The Notch, Frying, Take Two, GWYG

Thanks to the short video I posted regarding my issues with mounting filament refills I now know what the core issue was. The filament spools have a small plastic notch in it. The cardboard center of refills of filament have a notch in them as well, but only on one side. I did not realize this so I suspect I was trying to jam the refill onto the no notch side, causing it to not seat fully. Yes I will need to do another video on this telling on myself. I rarely have an issue with admitting I did something stupid or made a mistake as is the case here, once again.

Last night I got some more WoW time in after making dinner. This time I was on my shaman who was just frying things left and right.

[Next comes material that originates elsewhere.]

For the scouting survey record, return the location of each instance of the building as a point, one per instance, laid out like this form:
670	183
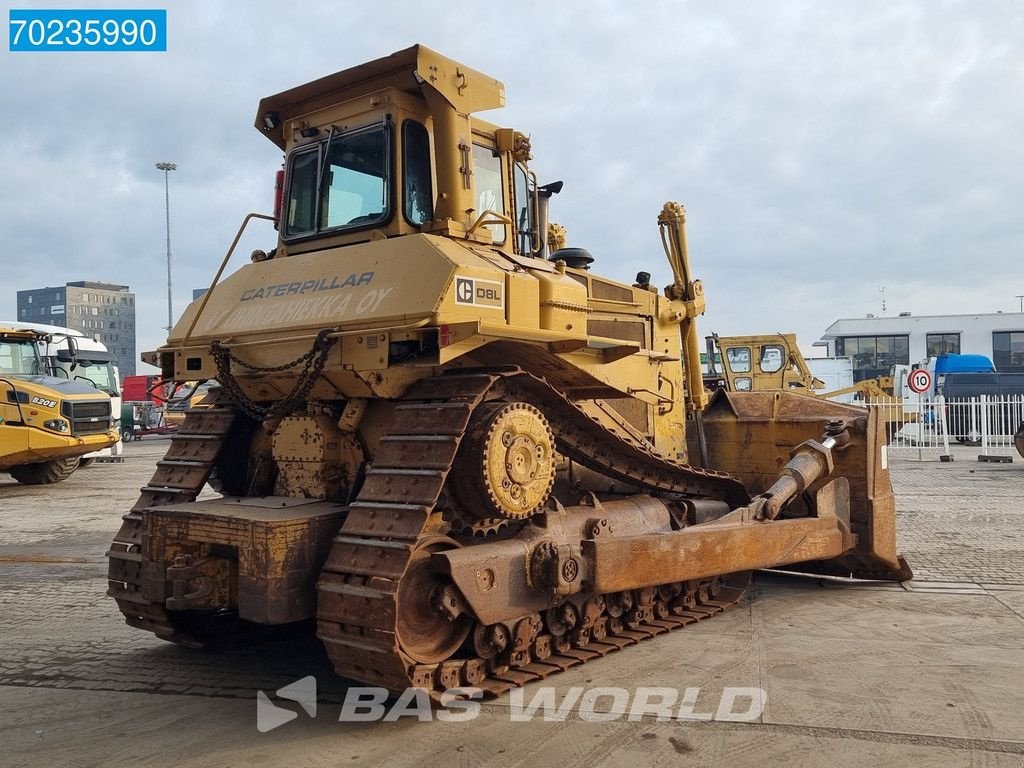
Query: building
102	310
876	344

I gained 8 levels in the roughly 90 minutes I played. I had not streamed leveling my mage on Twitch but I did fire up the stream once again last night. I had a lot of people watching me play last night, I believe the count was two, lol.

This upcoming weekend will likely include a Saturday night live stream but the main focus of course will be the Super Bowl Sunday evening. The Eagles will be trying to dethrone the Chiefs for the second time in three years. I have not felt confident this entire season with the Eagles yet here they are. I will be glued to the tv hoping for what seems like an improbable outcome.

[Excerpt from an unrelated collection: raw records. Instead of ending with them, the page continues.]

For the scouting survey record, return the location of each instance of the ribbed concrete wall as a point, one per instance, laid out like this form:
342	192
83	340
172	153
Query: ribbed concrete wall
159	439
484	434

It’s hard to believe we have already clocked over a month into 2025 already. I came into this year with a renewed desire to put more effort into doing things that make me happy and I think an important part of that is a shift in my attitude. I’m trying to embrace more of a give what you get approach in my life.

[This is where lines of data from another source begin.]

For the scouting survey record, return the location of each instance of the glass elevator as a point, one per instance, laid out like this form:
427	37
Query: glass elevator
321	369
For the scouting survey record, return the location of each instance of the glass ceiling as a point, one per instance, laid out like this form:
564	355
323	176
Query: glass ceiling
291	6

If you are giving of yourself at a high level and not getting similar back in your direction it creates a constant leak that drains you until little remains. The path to happiness for me is existing in a dynamic where people I care about want to give to and receive from me willingly, happily and without reservation. That is my sweet spot that I am targeting. Go Eagles!

Production line, More mistakes, Pay for no delay

So I have had my A1 busy cranking out cool multi-color prints. I have been giving these away, some of which at work. Unfortunately what happens is one person gets a print, others see it and then they all want one as well. Then we have people that not only want one but they want me to make it a certain size or color, as if they were paying me to do so which is somewhat irritating. Those people are given low priority. With one printer and each print taking between 10 and 20 hours it is not a fast production line. There is something fun about waking up each morning to a new creation on the build plate for sure. Yes I am certain a second Bambu printer will be coming sometime during this calendar year.

Yesterday I did a short video outlining yet another mistake I made trying to install a filament refill on a spool. The mistake wound up making the refill basically worthless which was frustrating as you can imagine.

So I have been an Amazon Prime member forever. The free fast shipping on many products was worth it to me, even after several iterations of price increases. Another benefit is Amazon Prime Video, their streaming service which was included in your membership. Well sometime last year Amazon changed things up and started putting forced ads into their streaming content which I found annoying. You could still get an ad free experience IF you paid an additional monthly fee. It was a minuscule $3 a month but the principal of it bothered me.

Over the weekend I was watching some content on Prime and an ad popped up. I guess I was in some sort of mood and I quickly hit the button to sign me up for ad free. It took 6 months or more but they finally broke me down. I have been chain watching Battlestar Galactica lately and it has been nice being able to do so without two or three ad breaks per episode.

I have my second yoga session of the week today. I played pickleball yesterday at lunch and did so without feeling significant consequences afterward. I definitely am less aggressive when playing now. Balls that I would charge forward for in the past in the hope I could make the play I just let go now. It’s not worth it to go all out if I am not feeling 100%.